Posted 19 January 2011 - 05:22 PM
Machine is Lenovo Thinkpad running XP service pack 2. I am pretty sure that it has malware on it, and I was attempting to clean it ... and now the machine won't boot.
When I put the XP Setup CD in the drive and start up, screen reading Windows Setup appears and at the bottom of the screen cycles through different files that are being loaded. Then it reads "Setup is starting Windows" and gets to "Welcome to Setup." I select "To repair a Windows XP installation using Recovery Console, press R." I press R and receive the following (between [START] and [END] below):
Microsoft Windows XP Recovery Console.
The Recovery Console provides system repair and recovery functionality.
Type EXIT to quit the Recovery Console and restart the computer.
The path or file specified is not valid.
I remember DOS from years ago and tried some of the commands, but almost all of them return "The path or file specified is not valid." For example, I get this message after typing CD WINDOWS or DIR. (I don't know Recovery Console well and based on Google search, I had expected to have it prompt me for which Windows installation I wanted to work with and dump me in the C:\WINDOWS directory.)
The one command that might work is FIXMBR, which produces the following message:
** CAUTION **
This computer appears to have a non-standard or invalid master boot record.
FIXMBR may damage your partition tables if you proceed.
This could cause all the partitions on the current hard disk to become inaccessible.
If you are not having problems accessing your drive, do not continue.
Are you sure you want to write a new MBR?
I think this is a standard message, but I'm afraid to select "Yes" without really knowing what I'm doing.
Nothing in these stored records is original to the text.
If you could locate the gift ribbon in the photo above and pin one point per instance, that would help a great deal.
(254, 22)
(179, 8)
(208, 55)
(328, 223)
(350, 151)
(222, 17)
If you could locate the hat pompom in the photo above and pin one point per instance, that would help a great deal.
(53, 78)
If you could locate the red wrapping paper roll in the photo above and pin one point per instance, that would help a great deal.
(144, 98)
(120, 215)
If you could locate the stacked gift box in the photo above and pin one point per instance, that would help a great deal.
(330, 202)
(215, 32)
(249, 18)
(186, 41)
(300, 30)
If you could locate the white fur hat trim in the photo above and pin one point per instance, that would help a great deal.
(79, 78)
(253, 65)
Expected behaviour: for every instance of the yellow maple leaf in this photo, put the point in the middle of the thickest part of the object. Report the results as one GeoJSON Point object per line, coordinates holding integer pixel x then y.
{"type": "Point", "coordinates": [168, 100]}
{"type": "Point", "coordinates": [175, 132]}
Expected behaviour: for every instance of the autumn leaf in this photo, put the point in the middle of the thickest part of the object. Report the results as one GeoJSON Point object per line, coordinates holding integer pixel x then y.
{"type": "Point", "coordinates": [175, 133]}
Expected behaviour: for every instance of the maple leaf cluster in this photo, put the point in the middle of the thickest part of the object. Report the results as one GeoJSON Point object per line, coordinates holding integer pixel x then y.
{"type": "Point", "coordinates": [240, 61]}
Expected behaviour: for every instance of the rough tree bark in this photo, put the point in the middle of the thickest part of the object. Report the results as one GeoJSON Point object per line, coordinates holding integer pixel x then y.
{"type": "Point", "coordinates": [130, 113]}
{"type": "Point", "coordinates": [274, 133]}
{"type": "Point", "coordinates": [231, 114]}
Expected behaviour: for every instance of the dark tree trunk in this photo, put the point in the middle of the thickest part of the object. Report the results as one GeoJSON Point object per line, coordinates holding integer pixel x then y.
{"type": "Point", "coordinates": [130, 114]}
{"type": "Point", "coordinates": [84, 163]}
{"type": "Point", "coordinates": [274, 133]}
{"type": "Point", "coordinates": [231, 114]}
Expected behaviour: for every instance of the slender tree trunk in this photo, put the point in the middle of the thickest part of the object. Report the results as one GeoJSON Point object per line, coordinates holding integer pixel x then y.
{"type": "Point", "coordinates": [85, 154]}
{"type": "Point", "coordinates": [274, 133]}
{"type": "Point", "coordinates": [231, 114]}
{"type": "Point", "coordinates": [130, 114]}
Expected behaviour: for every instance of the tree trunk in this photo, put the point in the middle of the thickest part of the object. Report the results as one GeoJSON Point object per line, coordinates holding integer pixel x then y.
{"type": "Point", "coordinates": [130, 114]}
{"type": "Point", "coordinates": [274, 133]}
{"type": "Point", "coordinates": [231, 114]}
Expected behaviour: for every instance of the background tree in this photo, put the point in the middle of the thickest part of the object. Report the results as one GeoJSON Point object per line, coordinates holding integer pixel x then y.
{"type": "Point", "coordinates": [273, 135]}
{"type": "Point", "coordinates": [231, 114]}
Especially since I don't know what it does. (I've seen references to FIXMBR and FIXBOOT in Google searches for the problem but I'm not knowledgeable enough to know if they're a good idea or to guess if the malware would cause one of these to hose the system.)
Why am I trying to get into Recovery Console in the first place?
When I start the computer *without* the XP Setup CD, all that appears is a blinking underscore in the upper-left hand corner of the screen.
Note: I tried running the BIOS Setup Utility "Hard disk drive diagnostics program" and received the following:
Main hard disk drive | HDD0 :HTS541060G9SA00
Status | Test complete
Result | Pass: Read verification and speed test
More backstory, hopefully this isn't superfluous, ignore if so.
This blinking cursor is new; earlier today I changed the SATA setting in the BIOS to be Compatible (with IDE, I guess?) to fix the error I had been receiving when booting:
Cannot boot from any device
Current boot order and device status
1: USB FDD: -->Device not found
2: ATAPI CD0: Model HL-DT-ST DVDRAM GSA-4083N -->MNo valid operating system
3: USB CD: --> Device not found
4: ATA HDD0: Model HTS541060G9SA00-(S1) -->No valid operating system
5: PCI LAN: Model IBA GE Slot 0200 v1231 -->No valid operating system
6: USB HDD: -->Device not found
7: ATA HDD1: -->Device not found
Excluded from boot order:
When I booted with the XP Setup disk in the CD drive. Chose "To repair a Windows XP installation using Recovery Console, press R." Immediately received the following:
"Setup did not find any hard disk drives installed in your computer.
Make sure any hard disk drives are powered on and properly connected to your computer, and that any disk-related hardware configuration is correct. This may involve running a manufacturer-supplied diagnostic or setup program.
Setup cannot continue. To quit Setup, press F3."
So ... after I changed the SATA BIOS setting, I no longer get these messages, so it appears to have solved one problem but I still can't get into Windows.
This all started when I was trying to fix some malware. I ran the various programs in the "Preparation Guide For Use Before Using Malware Removal Tools and Requesting Help" from the web site, after shutting down these problems started. Prior to running those programs, I downloaded and ran Spybot and allowing it to cleanse infected files (or whatever the proper terminology is). Prior to that, ran a full scan of C: with McAfee Virus Scan and ran another spyware detection program (don't remember name and don't have acces to see it since I can't get into the computer).
So stupid, I didn't run a backup of my data before doing this cleansing. (I do have backups but was traveling and so the latest backup is probably a month old.)
Any suggestions? Many, many thanks for your time.